Prepare to patch issues more frequently
The benefits of generative AI in developing codebases have been well-argued. But it’s also worth bearing in mind the technology is far from perfect.
“In 2024, more organizations will experience major digital service outages due to poor quality and insufficiently supervised software code,” says Bernd Greifeneder, founder and CTO of software observability company Dynatrace. Whether it’s from hallucinations or just oddball coding errors that can snowball into larger issues, the fact that there isn’t inherent human knowledge of how something was developed may be harmful.
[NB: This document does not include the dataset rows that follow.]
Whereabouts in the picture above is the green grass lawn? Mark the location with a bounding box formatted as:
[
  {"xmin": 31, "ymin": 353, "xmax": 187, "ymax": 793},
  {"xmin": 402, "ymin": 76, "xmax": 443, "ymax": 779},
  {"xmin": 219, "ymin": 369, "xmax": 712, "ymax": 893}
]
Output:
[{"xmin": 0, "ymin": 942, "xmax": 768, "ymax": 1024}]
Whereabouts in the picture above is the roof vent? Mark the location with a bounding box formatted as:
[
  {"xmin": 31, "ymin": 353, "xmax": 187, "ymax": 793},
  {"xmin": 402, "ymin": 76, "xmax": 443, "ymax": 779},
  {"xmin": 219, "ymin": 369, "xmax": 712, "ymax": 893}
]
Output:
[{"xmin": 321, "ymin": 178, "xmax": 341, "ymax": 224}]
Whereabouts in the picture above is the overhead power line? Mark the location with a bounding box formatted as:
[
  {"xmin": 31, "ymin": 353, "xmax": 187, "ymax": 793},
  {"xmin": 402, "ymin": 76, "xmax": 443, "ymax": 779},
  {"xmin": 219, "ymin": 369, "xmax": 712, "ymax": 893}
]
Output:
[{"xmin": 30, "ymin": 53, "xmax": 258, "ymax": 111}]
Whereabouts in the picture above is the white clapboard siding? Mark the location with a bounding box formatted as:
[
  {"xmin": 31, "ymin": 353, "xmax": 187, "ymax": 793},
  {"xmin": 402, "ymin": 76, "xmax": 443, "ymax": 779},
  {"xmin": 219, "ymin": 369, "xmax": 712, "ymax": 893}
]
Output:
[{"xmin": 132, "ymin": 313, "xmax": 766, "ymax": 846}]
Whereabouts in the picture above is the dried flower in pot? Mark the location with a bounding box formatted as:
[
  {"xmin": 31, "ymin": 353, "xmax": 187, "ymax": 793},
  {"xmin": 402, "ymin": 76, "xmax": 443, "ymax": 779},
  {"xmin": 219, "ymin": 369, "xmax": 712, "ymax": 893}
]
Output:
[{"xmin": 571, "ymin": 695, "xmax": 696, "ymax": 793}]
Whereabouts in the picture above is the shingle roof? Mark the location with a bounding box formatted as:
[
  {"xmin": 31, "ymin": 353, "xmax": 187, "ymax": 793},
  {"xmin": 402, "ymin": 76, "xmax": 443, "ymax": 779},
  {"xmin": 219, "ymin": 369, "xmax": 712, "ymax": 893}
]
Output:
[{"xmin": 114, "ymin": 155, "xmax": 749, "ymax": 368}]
“The challenge of maintaining autonomous agent-generated code is similar to preserving code created by developers who have left an organization,” says Greifeneder. “None of the remaining team members fully understand the code. Therefore, no one can quickly resolve problems in the code when they arise.” To tackle this, Greifeneder believes companies will put predictive AI to the task, forecasting issues in the codebase before they arise and rolling back to the last uncorrupted or issue-strewn version.
The data centers you pull from are about to change – drastically
In mid-December, OpenAI re-opened the ability to sign up for a paid ChatGPT subscription after procuring more sought after GPUs, highlighting the pinch point this infrastructure holds over AI companies.
“Legacy facilities are ill-equipped to support widespread implementation of the high-density computing required for AI, with many lacking the required infrastructure for liquid cooling,” Giordano Albertazzi, CEO at Vertiv, an infrastructure provider said.
Expect to see rapid growth and innovation in this space in 2024, with new data centers cropping up that are better prepared for the intensive compute needed for AI processes. How this growth is balanced with broader sustainability goals is also an issue worth keeping an eye on.